Raëlien depuis 1975, Michel a connu tous les états de ce courant qui se définit comme « une religion athée ». L’engouement des débuts (« Au plus fort, nous étions près de 300 membres en Bretagne »), la médiatisation liée à l’affaire Clonaid (en 2002, un labo dirigé par une responsable raëlienne affirmait avoir cloné le premier être humain), les procès de membres pour agressions sexuelles sur mineurs lors de stages de méditation sensuelle… Et aujourd’hui, la léthargie.

« Je suis désormais le seul raëlien à Rennes.

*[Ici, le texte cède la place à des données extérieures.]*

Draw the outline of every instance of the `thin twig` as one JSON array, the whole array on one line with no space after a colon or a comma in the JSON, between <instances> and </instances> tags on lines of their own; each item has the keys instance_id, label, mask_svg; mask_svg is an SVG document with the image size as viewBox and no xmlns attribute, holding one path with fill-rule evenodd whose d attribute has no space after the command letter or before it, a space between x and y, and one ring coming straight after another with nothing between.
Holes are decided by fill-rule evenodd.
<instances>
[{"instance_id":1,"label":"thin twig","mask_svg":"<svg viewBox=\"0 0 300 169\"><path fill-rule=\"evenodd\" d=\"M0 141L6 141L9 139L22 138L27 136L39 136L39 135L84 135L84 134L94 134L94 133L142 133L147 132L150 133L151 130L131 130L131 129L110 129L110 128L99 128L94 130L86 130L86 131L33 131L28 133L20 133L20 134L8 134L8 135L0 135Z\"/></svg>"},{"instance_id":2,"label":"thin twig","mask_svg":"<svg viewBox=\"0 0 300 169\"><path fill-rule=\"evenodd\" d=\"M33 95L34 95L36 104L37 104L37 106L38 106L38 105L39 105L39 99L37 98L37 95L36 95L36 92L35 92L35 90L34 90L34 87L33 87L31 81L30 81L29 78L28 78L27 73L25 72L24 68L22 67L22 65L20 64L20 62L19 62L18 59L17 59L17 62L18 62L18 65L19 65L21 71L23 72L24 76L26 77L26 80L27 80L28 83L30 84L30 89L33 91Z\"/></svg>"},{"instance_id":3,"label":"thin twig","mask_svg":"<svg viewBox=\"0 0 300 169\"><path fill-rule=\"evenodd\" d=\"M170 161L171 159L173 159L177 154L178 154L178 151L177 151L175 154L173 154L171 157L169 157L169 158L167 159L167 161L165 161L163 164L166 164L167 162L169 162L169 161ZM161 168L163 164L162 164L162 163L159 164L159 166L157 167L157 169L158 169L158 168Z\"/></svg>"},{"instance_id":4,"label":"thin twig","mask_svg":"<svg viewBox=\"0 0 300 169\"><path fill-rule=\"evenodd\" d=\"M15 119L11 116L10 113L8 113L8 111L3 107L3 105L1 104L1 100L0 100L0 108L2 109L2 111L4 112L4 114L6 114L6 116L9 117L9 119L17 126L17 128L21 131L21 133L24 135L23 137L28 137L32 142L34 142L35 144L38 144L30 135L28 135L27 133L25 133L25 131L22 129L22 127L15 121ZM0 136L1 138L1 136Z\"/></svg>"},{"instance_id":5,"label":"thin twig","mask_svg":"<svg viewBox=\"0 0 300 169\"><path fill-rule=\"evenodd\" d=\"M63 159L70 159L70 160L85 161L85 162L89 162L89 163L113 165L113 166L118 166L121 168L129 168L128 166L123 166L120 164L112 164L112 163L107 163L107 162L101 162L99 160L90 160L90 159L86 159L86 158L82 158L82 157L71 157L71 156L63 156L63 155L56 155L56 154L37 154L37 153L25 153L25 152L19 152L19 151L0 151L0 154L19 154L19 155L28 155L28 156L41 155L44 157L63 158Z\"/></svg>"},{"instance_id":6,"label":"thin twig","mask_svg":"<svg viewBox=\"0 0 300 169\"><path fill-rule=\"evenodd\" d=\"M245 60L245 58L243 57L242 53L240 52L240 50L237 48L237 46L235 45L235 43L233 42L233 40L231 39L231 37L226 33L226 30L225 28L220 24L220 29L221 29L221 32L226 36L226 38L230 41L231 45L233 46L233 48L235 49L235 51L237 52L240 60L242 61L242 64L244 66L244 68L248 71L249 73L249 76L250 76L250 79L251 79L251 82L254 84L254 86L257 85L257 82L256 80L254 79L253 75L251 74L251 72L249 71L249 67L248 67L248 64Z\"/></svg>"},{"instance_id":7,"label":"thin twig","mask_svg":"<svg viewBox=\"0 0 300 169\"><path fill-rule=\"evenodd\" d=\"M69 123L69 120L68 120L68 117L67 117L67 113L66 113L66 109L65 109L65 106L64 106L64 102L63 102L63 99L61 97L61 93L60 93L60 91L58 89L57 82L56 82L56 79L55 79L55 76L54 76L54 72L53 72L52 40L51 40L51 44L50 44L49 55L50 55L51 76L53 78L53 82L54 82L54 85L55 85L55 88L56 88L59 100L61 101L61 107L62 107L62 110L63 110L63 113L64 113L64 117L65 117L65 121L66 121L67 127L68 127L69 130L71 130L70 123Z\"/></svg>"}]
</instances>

Dans l’Ouest, entre les membres et les sympathisants, nous sommes une trentaine. Beaucoup sont partis depuis l’affaire du clonage et les personnes qui nous contactent ne restent jamais longtemps. Le message raëlien m’apporte du bien-être chaque jour, c’est pour ça que je suis toujours fidèle », me raconte ce retraité de la CAF qui s’énerve à moitié quand on l’interroge sur les liens entre sa croyance et l’ésotérisme : « Ça n’a rien à voir ! L’ésotérisme, c’est le mystère. Nous, c’est la science. »

Si le mouvement apparaît en perte de vitesse cosmique, des activités perdurent tout de même. Mon hôte anti-darwinien me parle des rencontres organisées tous les deux mois dans une ville de l’Ouest. « La prochaine a lieu à Nantes, ça te dit ? Ça serait sympa si tu venais… »

« Tu verras peut-être un signal »

Sans lui répondre, je l’interroge sur le programme de ces journées. Méditation, projection de vidéos et tentative de communication télépathique avec les Elohim.

« Comme ils nous l’invitent à le faire tous les dimanches », me précise Michel, livre à l’appui : « Contemple les étoiles en pensant fortement aux Elohim, en pensant que tu es prêt à faire exactement ce qu’ils pourraient te demander, même si tu ne comprenais pas très bien pourquoi ils te le demandaient. Tu verras peut-être un signal si tu es prêt. » Ça me fout les boules, je me casse. Retour sur Terre.